Le Code Henry est formel sur sa manière d’imposer aux citoyens les normes qu’il juge nécessaires. Les délits sont présentés en trois catégories (simple police, correctionnels et criminels) avec, pour chaque cas, les peines correspondantes. Tout est répertorié avec sévérité. L’article 4 de la Loi Criminelle, Correctionnelle et de Police stipule : « Quiconque sera convaincu d’avoir vendu des médicaments gâtés et nuisibles à la santé, sera puni de soixante gourdes d’amende et de quatre mois de détention au ban du roi. » L’expression ban du roi renvoie à l’emprisonnement correctionnel avec obligation au travail. Le même traitement s’applique à ceux qui auront trafiqué les mesures et les poids. Les faux poids et fausses mesures seront confisqués et « en cas de récidive, les peines doubleront. » Les dispositions du Code Henry contre la corruption des fonctionnaires sont drastiques. Selon l’article 26 de la Loi Criminelle, Correctionnelle et de Police « le fonctionnaire public convaincu d’avoir abusé de la confiance du gouvernement, et détourné à son profit les deniers publics, dont il était comptable, sera renfermé pendant l’espace de dix années à la barrière neuve, et condamné à restituer le double de ce qu’il aurait détourné. » La « barrière neuve » réfère aux travaux forcés pour une période de temps déterminée. Plusieurs autres dispositions contre la corruption émaillent le texte. Les faux témoignages en matière civile sont punis de quatre ans de prison ferme (réclusion) et en matière criminelle de dix ans de prison et même de peine de mort. Les complices reçoivent les mêmes peines que les coupables. Le « surveiller et punir » sous les tropiques n’a jamais été aussi strict.
Sur le plan agricole, le Code Henry constitue une déroute stratégique pour le projet néo-colonial. On y suit les pouvoirs existants (le militarisme), les intérêts en jeu (le quart de la production agricole qui doit être livré aux magasins du Roi), les limites des propriétaires et fermiers et les conditions des agriculteurs (voir l’article 47 sur les plantations de sucre, d’indigo, de coton, de cacao et de café), les normes de participation et les mécanismes d’exclusion. Les développements sur l’agriculture dans la Loi concernant la Culture sont intéressants. On sent la touche du Baron de Vastey qui argumente pour un décrochage du projet colonial. L’article 47 est on ne peut plus clair sur l’obligation qu’a toute habitation ayant 20 agriculteurs de planter un carreau de terre en vivre et en grains. L’article 48 insiste sur la culture de vivres et denrées « ayant toujours attention de faire aller ensemble les deux cultures.»

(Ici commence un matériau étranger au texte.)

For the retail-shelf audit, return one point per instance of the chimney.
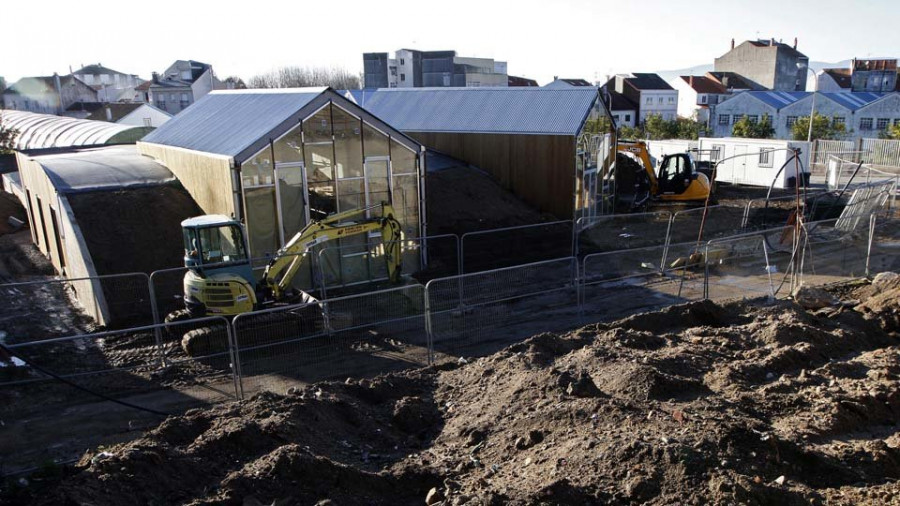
(58, 86)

À un rythme effréné, le Code Henry balise de nombreuses questions dont celle du droit des femmes. Les horloges de notre temps acceptent encore la soumission des femmes aux lois des hommes dans beaucoup de domaines. Le Code Henry s’est fait un effort de s’y arrêter sur des points que certains considéreront comme mineurs tels que cet article 37 de la Loi concernant la Culture qui interdit le transport des denrées sur la tête des agriculteurs.